A Nossa vida Digital faz a Gente Querer Sempre Mais? Pensamentos Sobre o Filme Le Jeu (Nada a Esconder)
Sexo, amor, traição, segredos, relações complexas e insegurança. Basicamente tudo que a gente quer ou sente no looping dos relacionamentos fica escancarado durante o jantar no qual se passa o filme Le Jeu (Nada a Esconder), com direção de Fred Cavayé.
Cheio de clichês franceses - que a gente adora - em um apartamento cool onde o centro da casa é a cozinha e a sala de jantar, a anfitriã Marie (Bérénice Bejo) é psiquiatra e o marido, interpretado por Stéphane De Groodt, cirurgião plástico. Marie passa o filme de calça preta reta, camisa branca, mocassim preto, a la Inès de la Fressange, o cabelo preso em um coque baixo e quase zero maquiagem - by the way as três mulheres mal usam maquiagem.
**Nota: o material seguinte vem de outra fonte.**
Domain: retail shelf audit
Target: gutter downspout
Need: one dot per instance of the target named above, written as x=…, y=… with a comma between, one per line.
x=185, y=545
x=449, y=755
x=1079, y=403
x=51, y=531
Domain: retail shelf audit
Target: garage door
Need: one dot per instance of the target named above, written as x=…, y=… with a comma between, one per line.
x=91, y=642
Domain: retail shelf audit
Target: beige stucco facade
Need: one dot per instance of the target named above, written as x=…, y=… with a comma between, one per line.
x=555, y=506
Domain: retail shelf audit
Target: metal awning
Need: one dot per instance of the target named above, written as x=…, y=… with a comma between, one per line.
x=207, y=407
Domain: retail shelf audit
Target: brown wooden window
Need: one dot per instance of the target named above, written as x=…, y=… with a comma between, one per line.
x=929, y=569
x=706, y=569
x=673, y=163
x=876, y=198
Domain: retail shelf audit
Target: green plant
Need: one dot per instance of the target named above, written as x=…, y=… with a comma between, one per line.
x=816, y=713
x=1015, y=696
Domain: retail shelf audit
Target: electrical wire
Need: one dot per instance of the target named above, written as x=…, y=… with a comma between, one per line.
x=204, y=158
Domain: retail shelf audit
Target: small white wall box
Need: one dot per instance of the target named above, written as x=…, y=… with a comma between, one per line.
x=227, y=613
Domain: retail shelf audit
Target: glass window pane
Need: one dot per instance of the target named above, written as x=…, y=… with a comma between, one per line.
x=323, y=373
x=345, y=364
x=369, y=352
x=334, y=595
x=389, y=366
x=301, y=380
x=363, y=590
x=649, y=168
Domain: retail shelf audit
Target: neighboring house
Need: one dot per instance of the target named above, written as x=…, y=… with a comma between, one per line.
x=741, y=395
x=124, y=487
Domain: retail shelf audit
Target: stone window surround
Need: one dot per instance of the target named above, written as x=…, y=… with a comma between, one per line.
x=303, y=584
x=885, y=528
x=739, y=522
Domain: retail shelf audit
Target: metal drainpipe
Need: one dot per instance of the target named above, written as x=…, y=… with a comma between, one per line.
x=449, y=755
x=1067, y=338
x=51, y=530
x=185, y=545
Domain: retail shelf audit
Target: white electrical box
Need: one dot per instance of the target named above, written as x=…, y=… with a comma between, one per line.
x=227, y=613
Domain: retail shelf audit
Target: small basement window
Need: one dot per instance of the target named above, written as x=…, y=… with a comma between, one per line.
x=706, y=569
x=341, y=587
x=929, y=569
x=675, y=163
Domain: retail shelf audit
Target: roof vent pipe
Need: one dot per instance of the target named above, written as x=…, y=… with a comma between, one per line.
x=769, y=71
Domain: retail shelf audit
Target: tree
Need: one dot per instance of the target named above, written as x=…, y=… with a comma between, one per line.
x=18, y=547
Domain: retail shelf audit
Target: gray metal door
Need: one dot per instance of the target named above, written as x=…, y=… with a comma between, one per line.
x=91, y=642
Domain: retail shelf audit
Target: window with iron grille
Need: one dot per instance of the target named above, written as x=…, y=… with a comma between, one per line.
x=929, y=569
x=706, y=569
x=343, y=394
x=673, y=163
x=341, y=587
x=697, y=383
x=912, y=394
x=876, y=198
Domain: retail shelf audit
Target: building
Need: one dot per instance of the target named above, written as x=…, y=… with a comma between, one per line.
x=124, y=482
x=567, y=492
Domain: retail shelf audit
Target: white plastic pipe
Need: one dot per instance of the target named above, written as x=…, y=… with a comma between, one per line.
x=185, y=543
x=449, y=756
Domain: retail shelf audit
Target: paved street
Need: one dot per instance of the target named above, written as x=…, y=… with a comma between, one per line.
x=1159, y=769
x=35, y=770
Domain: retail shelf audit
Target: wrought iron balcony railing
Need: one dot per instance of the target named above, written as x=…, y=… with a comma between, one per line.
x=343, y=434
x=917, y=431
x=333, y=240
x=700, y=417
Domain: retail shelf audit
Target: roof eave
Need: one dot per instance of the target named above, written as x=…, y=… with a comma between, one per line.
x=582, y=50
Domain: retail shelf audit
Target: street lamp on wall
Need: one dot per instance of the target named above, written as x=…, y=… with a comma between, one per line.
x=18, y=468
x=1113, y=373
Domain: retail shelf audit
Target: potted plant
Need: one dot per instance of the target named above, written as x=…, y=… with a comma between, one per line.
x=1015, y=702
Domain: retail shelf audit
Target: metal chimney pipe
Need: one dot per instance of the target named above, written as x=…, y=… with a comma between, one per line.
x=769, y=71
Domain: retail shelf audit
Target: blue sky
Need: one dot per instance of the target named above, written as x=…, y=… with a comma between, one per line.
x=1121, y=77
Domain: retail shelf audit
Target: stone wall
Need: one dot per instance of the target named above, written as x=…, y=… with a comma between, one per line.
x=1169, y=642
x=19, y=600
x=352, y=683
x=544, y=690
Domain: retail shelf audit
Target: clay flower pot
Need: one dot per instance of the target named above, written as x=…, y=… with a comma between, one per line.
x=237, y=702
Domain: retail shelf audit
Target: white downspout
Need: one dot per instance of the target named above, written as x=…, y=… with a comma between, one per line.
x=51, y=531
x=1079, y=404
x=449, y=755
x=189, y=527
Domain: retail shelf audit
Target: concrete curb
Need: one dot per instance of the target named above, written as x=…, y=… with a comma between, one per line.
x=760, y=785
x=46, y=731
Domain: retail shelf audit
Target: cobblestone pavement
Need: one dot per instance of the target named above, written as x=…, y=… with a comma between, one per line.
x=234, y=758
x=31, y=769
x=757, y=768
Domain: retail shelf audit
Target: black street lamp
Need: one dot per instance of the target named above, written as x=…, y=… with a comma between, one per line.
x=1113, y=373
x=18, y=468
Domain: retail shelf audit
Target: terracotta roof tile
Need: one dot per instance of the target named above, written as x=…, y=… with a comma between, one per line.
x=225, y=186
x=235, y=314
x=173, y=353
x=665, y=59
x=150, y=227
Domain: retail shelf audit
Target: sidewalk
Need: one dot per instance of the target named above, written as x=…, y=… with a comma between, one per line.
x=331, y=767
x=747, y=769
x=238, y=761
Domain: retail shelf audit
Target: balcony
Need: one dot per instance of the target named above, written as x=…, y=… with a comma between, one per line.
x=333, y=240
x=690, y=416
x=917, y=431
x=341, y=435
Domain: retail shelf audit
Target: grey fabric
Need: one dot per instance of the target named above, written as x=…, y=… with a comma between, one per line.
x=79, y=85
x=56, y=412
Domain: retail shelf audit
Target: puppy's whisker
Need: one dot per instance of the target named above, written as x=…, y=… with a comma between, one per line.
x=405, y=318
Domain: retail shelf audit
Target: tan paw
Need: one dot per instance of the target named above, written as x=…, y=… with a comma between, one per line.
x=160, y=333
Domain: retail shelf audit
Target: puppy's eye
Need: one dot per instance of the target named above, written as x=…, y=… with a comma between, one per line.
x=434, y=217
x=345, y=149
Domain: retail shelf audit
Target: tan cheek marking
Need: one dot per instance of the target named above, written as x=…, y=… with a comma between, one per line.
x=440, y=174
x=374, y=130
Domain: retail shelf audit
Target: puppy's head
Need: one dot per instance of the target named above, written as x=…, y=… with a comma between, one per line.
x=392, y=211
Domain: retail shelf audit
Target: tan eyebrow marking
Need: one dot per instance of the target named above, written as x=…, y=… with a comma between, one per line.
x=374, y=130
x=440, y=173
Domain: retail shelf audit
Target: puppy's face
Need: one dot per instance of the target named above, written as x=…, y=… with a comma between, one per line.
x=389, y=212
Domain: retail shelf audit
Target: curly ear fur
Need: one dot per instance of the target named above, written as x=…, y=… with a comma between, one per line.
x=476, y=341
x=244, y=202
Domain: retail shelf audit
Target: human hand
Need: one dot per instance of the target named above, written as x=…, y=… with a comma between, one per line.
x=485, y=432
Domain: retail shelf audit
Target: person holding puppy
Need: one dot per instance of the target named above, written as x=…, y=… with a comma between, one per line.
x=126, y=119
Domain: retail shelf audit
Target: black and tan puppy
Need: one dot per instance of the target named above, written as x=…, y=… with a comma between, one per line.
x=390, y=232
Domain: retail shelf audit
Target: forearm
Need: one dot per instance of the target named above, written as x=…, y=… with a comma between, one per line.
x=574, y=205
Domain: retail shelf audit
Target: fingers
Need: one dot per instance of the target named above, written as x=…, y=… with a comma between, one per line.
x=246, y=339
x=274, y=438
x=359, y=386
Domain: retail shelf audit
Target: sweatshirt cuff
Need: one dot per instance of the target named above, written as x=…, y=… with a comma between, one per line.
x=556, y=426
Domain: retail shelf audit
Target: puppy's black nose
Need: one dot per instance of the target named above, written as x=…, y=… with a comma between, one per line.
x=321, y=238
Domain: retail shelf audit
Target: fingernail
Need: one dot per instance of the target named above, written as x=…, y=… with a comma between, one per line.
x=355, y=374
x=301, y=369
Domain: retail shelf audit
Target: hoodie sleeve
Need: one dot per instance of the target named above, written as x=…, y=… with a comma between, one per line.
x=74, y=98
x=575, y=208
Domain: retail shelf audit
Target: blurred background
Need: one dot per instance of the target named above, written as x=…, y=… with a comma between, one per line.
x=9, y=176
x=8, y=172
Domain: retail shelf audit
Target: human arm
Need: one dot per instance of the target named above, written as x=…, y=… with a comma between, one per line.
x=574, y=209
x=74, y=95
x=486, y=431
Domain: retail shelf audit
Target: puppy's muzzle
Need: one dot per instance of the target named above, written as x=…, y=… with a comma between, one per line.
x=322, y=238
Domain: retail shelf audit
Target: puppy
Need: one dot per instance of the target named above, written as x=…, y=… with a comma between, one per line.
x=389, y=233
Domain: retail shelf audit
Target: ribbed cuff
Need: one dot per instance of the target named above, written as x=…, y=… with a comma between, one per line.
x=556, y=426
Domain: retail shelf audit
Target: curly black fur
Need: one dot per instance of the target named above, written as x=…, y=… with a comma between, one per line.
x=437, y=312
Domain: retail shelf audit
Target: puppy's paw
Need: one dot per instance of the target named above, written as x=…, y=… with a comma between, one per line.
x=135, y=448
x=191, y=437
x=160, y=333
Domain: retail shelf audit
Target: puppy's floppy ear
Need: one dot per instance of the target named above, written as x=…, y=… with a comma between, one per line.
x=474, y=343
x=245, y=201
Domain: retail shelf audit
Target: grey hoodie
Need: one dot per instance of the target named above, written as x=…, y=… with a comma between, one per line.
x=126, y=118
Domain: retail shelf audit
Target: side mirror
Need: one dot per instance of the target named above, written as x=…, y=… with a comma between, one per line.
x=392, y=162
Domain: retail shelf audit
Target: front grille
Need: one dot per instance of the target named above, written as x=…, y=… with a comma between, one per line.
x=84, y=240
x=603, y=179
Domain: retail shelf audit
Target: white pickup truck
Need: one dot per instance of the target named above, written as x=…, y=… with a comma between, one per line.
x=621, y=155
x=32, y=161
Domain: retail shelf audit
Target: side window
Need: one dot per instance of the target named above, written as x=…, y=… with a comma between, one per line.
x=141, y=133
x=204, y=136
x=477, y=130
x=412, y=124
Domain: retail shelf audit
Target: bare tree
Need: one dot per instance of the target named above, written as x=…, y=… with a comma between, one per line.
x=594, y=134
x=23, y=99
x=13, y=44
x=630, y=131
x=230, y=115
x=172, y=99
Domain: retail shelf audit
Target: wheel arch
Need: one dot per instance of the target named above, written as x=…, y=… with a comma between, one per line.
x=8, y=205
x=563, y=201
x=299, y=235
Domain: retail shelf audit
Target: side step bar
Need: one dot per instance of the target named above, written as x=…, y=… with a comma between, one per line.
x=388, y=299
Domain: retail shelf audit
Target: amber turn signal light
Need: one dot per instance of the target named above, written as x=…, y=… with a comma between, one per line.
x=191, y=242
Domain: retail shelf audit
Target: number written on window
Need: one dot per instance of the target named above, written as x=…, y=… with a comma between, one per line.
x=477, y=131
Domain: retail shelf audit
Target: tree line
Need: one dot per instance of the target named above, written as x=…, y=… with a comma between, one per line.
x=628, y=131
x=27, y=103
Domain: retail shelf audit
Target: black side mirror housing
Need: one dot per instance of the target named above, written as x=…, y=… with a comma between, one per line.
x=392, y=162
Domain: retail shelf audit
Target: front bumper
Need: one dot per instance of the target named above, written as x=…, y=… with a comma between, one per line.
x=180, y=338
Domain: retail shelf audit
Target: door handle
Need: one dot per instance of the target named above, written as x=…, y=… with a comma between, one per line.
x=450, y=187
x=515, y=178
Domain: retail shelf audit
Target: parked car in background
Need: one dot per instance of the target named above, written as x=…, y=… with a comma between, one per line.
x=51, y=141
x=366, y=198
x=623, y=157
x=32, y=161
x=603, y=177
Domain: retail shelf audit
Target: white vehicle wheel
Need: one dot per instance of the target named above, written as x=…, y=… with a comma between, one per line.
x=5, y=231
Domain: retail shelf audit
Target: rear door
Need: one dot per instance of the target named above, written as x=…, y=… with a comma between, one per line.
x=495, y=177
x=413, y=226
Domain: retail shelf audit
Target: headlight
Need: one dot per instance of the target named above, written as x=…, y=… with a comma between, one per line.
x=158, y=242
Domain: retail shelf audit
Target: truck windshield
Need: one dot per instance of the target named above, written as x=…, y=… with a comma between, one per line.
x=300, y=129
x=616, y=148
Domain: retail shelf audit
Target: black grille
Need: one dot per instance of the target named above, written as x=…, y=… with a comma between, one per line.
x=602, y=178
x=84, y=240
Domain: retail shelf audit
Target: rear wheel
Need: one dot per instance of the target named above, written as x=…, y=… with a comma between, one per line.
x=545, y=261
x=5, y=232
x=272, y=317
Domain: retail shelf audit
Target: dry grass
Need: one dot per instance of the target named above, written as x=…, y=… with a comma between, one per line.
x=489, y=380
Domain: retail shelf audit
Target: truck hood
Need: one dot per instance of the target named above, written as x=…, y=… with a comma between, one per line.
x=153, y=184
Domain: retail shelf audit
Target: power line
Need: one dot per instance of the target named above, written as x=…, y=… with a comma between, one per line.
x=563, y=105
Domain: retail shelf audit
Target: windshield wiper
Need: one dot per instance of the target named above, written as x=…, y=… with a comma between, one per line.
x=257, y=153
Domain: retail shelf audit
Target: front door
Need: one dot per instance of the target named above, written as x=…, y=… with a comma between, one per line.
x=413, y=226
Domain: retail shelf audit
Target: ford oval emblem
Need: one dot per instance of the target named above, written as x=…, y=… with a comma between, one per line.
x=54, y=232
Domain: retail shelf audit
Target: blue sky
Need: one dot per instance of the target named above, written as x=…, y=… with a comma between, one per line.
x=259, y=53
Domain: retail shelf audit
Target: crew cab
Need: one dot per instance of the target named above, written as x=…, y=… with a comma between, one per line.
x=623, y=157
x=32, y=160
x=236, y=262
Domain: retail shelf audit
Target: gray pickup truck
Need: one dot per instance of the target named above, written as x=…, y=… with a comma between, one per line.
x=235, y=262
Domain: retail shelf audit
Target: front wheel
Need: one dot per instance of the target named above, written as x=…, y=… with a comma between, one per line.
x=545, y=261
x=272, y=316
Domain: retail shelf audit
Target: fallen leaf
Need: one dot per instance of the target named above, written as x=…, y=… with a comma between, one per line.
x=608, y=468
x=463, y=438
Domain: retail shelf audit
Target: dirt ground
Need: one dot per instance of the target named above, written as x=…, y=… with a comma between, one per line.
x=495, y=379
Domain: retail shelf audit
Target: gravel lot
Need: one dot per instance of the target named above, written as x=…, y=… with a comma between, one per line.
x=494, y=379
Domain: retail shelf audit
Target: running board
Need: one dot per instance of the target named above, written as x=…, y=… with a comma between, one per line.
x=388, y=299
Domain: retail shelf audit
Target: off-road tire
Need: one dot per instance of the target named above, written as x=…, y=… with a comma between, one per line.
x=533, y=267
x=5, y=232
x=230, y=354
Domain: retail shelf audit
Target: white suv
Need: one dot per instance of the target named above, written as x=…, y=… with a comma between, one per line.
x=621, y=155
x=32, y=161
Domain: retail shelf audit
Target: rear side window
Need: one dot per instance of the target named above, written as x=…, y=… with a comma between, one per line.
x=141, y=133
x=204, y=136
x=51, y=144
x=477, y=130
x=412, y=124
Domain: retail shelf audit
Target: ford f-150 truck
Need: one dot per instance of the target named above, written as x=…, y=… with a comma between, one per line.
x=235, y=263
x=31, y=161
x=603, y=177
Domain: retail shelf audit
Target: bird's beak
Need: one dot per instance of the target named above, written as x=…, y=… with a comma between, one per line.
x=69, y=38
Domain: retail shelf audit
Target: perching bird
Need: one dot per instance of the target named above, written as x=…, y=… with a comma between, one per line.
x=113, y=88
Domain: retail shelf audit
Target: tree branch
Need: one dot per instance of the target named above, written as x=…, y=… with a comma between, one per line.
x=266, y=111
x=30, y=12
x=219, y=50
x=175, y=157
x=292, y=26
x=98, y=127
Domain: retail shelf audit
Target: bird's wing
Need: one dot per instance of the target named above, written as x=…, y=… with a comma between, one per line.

Acho uma delícia ver como a dinâmica dos franceses gira em torno das refeições, é como se a língua universal fosse a comida, o vinho e as questões da vida.
Durante o jantar, Marie começa a questionar e provocar o marido sobre o comportamento recluso dele com o celular, como se estivesse escondendo alguma coisa e propõe um jogo em que todo mundo deve deixar os celulares no centro da mesa. Qualquer ligação tem que ser atendida no viva voz e a Siri tem que ler as mensagens e os emails. Eu sou do time de que quem procura acha, não mexo no celular do meu marido - vou ter que tomar uma atitude se encontrar alguma coisa e no momento não tenho energia nem tempo pra isso.
No começo do jantar, o jogo se inicia, e é aí que se revelam as vidas paralelas de todo mundo que está ali.
De certa forma traz um conforto ver que a vida de ninguém é perfeita, que todo mundo está sujeito a passar por uma traição, a deixar a rotina criar uma deprêzinha, que pode te deixar confusa e propensa a fazer besteira, e que de perto ninguém é muito normal. Por outro lado, a busca incessante por momentos de adrenalina, por something else, parece ter mais dedicação do que a tentativa de se reaproximar de quem a gente ama, além de requerer habilidades de Jacques Clouseau, como se esconder no banheiro para trocar nudes alheios ou ter que engolir a raiva quando você não é a única mulher com quem seu affair ta saindo - sendo que você é casada e ele também.
Ninguém cuidou do próprio relacionamento, e deixou um abismo gigante se abrir entre as duas pessoas, resgatar isso além de ser trabalhoso, dá uma preguiça... Ninguém quer falar de problemas.
Existem os casos sem solução, dos homens e das mulheres eternamente insatisfeitos - acho que nossa personagem principal (aqui vi a necessidade de definir o sujeito, coloquei a frase desta forma, veja se é cabível no contexto) se encaixa aí, está em estado de insatisfação constante. Ela tem uma relação péssima com a filha adolescente, casou com um cara que o pai não aprova, está prestes a fazer uma plástica, provavelmente uma maneira errada de tentar corrigir alguma questão interna, e trai o marido com um dos amigos do casal. O marido resolveu ir para a terapia, mas escondeu isso da mulher (esse é o seu big secret) porque ela é terapeuta e iria analisar isso profundamente, podendo pensar que com essa atitude dele ficaria decretado que eles têm problemas e ao não pedir uma indicação pra ela, que ele não teria confiança na mulher, entende? E ele sabe do caso dela, mas é humano demais para tomar uma atitude, então ele foi para a terapia. O diálogo dele com a filha adolescente, no viva-voz, com ela se abrindo sobre a sua primeira noite com o namorado foi a conversa mais linda que eu já vi de um pai e uma filha no cinema. Foi tão especial, com tanto respeito dele como pai e tratando a filha como uma mulher crescida capaz de tomar as próprias decisões, sem infantiliza-la como uma adolescente rebelde e precoce.
É um delicia e coloca a gente pra pensar na nossa intimidade; no que vale a pena perder tempo e no que precisa de atenção para não deixar o que a gente gosta, e quer preservar, se perder.
Le Jeu é uma adaptação do original italiano, Perfeitos Desconhecidos, e virou uma febre mundial. Já foi adaptado para a Grécia, México, Rússia, Coréia do Sul, Turquia, China e vários outros, talvez 16 países no total. A principal razão para isso é que o filme mostra a nossa realidade com a caixa-preta que virou nosso celular e cheia de segredinhos, como sempre foi a vida de todo mundo - mas agora tem tudo isso disponível ao acesso de qualquer pessoal. Estaria o problema na nossa vida digital que faz a gente querer mais, sempre?